One thing truly separates Teen Heat from most other bands in the scene: the extreme difference from the music that they post online and their live sonic experience. Online, Teen Heat songs are GarageBand recorded art rock sessions. The static might be accidental, or it might have cost them a grand to put it in, you can’t really tell. But the feel is dreary and disenchanted like any good one-mic recording, and the boys seem to have a new track up every other day as a testament to their dedication. The flipside to that is the duos’ live show. Since they only have one to speak of, the run down isn’t too hard to grasp. There’s just the two of them, dressed down in the Pixies’ legacy of how a Massachusetts state college band should look. The crowd has already seen who they wanted and moved outside to smoke, leaving some hip stragglers, a few cousins, and that one guy who hasn’t moved from the corner since the show started. As the two start playing, the vibe is set right away. The two aren’t down that no one stayed to see their rock band, they’re going to show the three people in the room that a brutal show is a thing of vibe and sonics and has nothing to do with attendance. John Spies plays his five chords and while Tor keeps the need be beat. Near the end of the show John Spies breaks into a version of The Rolling Stones “Street Fighting Man” with the chorus of “Well, then what can a poor boy do, Except to sing for a rock n roll band, cause in sleepy London town, There’s no place for a street fighting man”, which reads more true for the two now than for The Stones in their current corpse-like state. The end of the end comes when Spies is on the floor with the audience thrashing at what may be a solo or a seizure while Tor, in the tradition of the late great Moon the Loon, kicks down the small set in all the directions it can go. The stage looks like Dresden and it only took the two of them twenty minutes to pull it off.

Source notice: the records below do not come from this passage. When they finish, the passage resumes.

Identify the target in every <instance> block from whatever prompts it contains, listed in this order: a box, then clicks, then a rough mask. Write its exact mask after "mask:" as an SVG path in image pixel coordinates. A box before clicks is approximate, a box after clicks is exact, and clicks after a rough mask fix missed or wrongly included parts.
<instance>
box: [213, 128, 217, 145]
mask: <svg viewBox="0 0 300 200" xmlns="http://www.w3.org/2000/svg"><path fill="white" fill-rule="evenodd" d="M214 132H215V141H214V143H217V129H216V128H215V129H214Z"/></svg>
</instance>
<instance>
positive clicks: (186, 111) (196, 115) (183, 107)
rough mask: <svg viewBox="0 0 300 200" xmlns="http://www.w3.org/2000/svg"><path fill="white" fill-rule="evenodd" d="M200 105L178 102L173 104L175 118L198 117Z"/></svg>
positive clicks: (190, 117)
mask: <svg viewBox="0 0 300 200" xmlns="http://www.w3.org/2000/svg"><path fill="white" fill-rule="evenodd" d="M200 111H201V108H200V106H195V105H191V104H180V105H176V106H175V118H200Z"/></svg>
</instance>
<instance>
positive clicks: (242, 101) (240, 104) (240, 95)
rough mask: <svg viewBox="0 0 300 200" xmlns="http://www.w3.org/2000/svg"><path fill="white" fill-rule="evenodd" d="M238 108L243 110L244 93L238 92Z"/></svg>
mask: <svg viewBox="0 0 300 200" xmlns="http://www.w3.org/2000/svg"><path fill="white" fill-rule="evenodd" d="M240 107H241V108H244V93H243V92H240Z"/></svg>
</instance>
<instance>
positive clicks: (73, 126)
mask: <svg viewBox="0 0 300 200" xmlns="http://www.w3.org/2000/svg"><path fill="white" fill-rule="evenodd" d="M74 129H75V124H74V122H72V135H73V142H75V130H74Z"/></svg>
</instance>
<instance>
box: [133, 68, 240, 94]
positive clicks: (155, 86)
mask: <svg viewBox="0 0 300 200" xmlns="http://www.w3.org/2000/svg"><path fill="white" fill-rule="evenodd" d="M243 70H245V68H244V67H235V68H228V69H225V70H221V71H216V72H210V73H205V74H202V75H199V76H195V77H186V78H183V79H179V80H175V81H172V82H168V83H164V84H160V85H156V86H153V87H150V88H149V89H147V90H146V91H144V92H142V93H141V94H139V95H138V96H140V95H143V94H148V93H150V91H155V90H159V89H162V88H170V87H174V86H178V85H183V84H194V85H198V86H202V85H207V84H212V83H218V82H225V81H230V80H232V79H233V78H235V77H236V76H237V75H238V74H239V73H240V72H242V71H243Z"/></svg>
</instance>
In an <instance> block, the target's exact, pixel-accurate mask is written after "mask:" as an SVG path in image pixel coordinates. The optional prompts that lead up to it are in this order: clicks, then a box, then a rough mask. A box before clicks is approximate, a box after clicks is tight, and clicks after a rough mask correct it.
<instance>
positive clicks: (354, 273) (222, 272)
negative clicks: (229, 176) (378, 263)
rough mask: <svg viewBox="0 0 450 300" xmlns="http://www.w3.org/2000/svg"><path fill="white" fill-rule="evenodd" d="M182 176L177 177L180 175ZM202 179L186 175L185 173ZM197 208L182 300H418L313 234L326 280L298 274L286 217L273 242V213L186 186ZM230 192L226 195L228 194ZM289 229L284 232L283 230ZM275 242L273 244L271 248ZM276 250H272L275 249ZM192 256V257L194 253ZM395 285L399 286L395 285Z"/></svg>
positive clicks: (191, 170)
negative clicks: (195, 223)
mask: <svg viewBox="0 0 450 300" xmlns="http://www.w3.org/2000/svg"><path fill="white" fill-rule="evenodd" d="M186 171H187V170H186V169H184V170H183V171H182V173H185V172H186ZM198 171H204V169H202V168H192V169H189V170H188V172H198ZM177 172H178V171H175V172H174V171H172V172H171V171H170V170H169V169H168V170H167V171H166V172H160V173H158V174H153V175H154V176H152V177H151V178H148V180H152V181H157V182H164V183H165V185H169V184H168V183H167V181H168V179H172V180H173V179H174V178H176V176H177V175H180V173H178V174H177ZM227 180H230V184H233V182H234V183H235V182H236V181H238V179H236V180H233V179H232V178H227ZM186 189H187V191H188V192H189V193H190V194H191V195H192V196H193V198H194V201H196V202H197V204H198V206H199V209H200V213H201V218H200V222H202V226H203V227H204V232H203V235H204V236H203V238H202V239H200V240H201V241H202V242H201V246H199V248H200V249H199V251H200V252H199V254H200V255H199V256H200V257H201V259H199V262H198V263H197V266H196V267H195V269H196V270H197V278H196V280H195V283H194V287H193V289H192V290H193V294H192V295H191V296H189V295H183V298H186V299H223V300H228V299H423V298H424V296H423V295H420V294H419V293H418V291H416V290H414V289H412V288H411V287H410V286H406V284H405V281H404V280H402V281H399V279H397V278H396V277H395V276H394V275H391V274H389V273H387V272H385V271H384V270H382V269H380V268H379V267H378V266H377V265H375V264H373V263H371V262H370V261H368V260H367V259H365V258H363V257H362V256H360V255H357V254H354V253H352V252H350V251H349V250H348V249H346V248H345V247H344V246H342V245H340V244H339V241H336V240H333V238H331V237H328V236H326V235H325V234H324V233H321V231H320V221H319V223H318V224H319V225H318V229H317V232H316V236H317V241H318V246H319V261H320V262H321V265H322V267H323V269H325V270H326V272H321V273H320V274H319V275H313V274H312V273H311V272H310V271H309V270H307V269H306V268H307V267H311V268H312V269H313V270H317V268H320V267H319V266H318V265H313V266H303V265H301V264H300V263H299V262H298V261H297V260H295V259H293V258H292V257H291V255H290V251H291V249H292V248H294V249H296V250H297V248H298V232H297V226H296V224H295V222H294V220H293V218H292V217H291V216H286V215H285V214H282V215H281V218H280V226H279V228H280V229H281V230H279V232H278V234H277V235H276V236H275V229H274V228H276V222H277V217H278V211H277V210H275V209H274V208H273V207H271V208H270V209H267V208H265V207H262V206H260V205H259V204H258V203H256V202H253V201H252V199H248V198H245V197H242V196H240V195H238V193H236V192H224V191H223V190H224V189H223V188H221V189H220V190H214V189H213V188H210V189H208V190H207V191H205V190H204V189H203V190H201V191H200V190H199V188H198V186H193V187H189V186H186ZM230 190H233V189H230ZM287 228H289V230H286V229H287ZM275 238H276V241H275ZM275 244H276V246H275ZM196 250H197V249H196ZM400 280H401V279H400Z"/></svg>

Teen Heat is for kids who know why it was important that Bill Halley and the Comets caused riots in Germany, why Iggy Pop would cut himself with glass if the audience seemed bored, and why Chuck Berry records where burned by God fearing members of the parents coalition and the KKK. It’s because rock and roll is what you do when you’re not well adjusted, and, baring any lobotomies or finding Jesus, I believe that these two dorm room sociopaths could scare the stagnation off of the local scene and remind us all why it’s good to have some blood on your guitar.